In case anybody needed reminding that there are other considerations, the captain Andrew Strauss provided it yesterday. The cream of England has been exposed in this series, being dismissed for 192, 160 and 72.
Another Test tour is coming up next month, likely to be almost as tricky, to Sri Lanka. The groundsmen are doubtless already preparing slow-turning pitches and Strauss was asked yesterday if places for that trip could be won or lost in the match starting today. "You can't keep underperforming for ever," he said. "So all of us have a responsibility to improve our games. I've been a strong believer that no one is guaranteed their place in the side. The environment only works properly if there is pressure on you for your place so we all have to work very hard for the next five days."
Of course, England have made it easy for selectors by scoring runs and winning matches. Four of the top six have formed the nucleus of the order more or less for six years.
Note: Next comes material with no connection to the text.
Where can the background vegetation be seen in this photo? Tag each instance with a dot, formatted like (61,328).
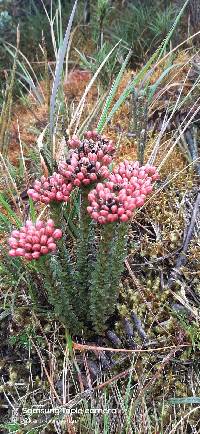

Strauss, Alastair Cook, Kevin Pietersen and Ian Bell have appeared together in the same Test team 51 times.
But things went badly awry in the last fortnight and Strauss is candid and diplomatic enough not to avoid the issue. "We had very good reasons to think we could win out here and the fact our bowlers have done well is part of the reason we felt we could do that," he said. "To a certain extent cricket is a form game, and some of our guys got out of form at an inconvenient juncture with each other."
One man who will not be going to Sri Lanka is the fast bowler Chris Tremlett, who left this tour early. The ECB said yesterday that he would be off until April with a back injury that had already forced him out for five months.
An unwelcome sideshow during this match is the auction for the Indian Premier League tomorrow: 15 England-qualified players, including the former Pakistan Test player Azhar Mahmood, are hoping to be enlisted. Five of them are in the present squad: Jimmy Anderson (reserve price £300,000), Ian Bell (£200,000), Ravi Bopara (£100,000), Matt Prior (£200,000) and Graeme Swann (£400,000).
"We all know where we stand" said Strauss. "I certainly won't stand in the way of players who want to play in that. We're all comfortable with that and we'll just wait and see who is picked." And would he seek to play in the IPL himself? "Er, no," he said, saying it all.